In which I find a use for Elections Canada data

by Leslie Young

During the last federal election, we heard about complaints of election irregularities, loosely defined. These included things like harassing phone calls, slashed tires and much more, largely in Guelph and some Toronto ridings.

At that time, I thought an informative little feature would be to look into how many complaints there have been over the last few elections. Maybe there were a lot of complaints, so this year wasn’t unusual. Or maybe the opposite.

So, I looked into Elections Canada’s reports. After every election, the agency issues a report that in part, summarizes the number of complaints that they received. But since you can register a complaint up to ten years after an incident, these aren’t a full list.

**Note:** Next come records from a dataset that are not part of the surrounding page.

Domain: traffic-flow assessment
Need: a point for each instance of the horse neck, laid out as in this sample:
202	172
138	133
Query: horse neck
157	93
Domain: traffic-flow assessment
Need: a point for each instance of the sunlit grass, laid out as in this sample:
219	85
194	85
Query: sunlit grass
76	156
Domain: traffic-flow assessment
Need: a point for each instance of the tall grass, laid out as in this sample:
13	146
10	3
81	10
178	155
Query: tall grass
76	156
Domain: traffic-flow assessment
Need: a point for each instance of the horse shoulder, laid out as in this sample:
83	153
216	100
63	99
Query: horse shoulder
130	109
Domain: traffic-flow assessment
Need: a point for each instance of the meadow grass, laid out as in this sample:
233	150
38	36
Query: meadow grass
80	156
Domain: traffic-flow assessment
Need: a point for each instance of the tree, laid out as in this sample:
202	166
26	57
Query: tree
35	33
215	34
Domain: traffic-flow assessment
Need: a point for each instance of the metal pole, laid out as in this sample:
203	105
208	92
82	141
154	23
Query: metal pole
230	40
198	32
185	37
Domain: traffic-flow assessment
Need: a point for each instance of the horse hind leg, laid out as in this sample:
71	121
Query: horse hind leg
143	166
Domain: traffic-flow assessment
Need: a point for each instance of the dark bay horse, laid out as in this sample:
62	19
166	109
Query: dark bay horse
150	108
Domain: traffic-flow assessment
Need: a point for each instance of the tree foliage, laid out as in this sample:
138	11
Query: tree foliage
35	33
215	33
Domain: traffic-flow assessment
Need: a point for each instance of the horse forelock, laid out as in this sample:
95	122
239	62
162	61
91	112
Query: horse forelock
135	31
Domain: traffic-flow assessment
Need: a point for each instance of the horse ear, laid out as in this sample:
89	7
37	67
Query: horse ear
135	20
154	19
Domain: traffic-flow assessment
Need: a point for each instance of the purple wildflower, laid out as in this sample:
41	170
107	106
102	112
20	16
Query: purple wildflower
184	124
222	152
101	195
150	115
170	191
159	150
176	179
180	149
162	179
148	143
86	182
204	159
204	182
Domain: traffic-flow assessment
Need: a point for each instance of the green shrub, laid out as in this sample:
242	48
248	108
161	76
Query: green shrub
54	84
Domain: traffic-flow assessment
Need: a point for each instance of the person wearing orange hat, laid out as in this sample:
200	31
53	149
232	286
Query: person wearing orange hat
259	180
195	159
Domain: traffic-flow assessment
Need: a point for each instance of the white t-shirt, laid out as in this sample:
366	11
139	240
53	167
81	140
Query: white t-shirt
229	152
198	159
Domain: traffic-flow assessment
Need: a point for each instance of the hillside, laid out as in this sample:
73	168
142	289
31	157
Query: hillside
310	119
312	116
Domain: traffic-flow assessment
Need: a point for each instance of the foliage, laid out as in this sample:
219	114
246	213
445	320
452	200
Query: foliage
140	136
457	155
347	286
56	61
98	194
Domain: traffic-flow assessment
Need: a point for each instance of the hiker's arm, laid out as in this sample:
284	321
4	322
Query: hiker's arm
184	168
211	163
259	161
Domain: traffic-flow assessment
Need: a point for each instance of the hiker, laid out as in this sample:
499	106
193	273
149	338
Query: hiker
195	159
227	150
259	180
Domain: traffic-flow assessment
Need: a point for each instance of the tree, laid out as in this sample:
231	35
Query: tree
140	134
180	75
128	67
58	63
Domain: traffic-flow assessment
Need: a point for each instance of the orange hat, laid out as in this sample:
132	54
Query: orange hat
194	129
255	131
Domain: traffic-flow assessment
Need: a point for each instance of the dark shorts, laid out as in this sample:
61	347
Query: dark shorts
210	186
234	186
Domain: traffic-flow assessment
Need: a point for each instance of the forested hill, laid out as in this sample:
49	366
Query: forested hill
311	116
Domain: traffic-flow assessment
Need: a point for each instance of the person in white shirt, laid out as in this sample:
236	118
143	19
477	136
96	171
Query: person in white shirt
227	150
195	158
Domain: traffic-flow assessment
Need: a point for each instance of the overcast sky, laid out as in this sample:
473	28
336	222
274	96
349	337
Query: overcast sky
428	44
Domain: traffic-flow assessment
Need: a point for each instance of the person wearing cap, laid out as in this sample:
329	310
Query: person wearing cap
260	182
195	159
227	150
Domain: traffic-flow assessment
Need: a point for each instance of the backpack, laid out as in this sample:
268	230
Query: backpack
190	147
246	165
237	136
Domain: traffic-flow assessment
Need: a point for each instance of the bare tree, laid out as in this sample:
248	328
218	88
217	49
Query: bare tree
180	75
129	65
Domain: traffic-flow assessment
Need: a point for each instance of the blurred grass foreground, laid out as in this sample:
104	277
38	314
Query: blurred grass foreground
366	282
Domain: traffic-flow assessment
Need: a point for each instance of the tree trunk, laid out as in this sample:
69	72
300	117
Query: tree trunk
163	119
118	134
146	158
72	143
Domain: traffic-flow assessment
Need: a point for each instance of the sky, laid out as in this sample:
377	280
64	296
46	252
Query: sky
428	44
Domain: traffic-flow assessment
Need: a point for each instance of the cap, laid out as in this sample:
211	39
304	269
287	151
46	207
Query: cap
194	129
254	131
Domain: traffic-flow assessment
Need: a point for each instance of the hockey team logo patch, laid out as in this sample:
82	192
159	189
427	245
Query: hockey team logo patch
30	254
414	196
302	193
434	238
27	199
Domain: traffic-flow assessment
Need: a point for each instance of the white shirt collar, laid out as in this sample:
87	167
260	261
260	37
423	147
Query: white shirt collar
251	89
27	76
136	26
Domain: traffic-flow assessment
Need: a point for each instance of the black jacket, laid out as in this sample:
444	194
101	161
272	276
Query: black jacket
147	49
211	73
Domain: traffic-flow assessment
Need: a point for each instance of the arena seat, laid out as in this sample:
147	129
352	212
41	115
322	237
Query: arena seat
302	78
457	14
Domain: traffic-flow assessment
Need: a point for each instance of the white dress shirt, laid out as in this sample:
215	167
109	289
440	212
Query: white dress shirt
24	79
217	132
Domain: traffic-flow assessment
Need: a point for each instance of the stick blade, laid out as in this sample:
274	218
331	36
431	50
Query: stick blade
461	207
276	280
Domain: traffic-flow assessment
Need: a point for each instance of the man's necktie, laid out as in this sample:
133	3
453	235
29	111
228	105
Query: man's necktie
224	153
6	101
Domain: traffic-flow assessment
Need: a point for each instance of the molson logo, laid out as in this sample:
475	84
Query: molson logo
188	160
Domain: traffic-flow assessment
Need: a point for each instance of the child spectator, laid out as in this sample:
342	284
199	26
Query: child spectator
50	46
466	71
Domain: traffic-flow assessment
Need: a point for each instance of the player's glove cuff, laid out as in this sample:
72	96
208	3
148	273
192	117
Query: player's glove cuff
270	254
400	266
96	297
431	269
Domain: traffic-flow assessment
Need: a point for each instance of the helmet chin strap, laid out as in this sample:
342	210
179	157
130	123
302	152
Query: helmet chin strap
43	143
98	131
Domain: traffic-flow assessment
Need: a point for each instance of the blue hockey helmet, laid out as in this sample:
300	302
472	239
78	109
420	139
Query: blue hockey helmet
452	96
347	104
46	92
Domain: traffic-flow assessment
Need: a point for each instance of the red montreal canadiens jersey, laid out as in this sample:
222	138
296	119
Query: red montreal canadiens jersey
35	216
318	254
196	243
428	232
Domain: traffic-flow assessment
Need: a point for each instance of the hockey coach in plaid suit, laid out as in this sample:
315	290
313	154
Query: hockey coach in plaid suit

So I called Elections Canada, and they couldn’t give me the numbers. Eventually, I decided it was worthwhile to file an Access to Information request for the complaints. Unsatisfied with my first response, I filed a second, more detailed request.

This is what I got (one of three files):

Access to Information request, Elections Canada

This is a pdf document, printed and re-scanned a couple of times, then redacted, then scanned again. Un-copy-and-paste-able, un-crackable - this is data journalism hell.

Why so much redaction? According to the letter I received from Elections Canada, some information was withheld according to sections 16.3 (which gives special rules to the Chief Electoral Officer) and 19(1) (general privacy considerations) of the Access to Information Act.

Also, they write that “the Office of the Commissioner of Canada Elections must be able to maintain the confidentiality of its files in order to protect the presumption of innocence”. They go on to write, “the exemptions are applied to protect against the risk that a specific allegation might mistakenly be viewed as substantiated or used for political purposes.”

Looking at what I had, and unable to do any detailed analysis on my documents, I sat on this for months. I had no idea what to do with it.

Until of course, the fraudulent robocalls story hit the news. Then, I went through my file with Document Cloud, printed it out, got out my highlighter and counted through every mention of telephone calls by hand.

I found 30 complaints that referred to calls saying that polling stations had been moved.

Since then, we’ve heard that Elections Canada has had 30,000 contacts on this issue. The story goes on.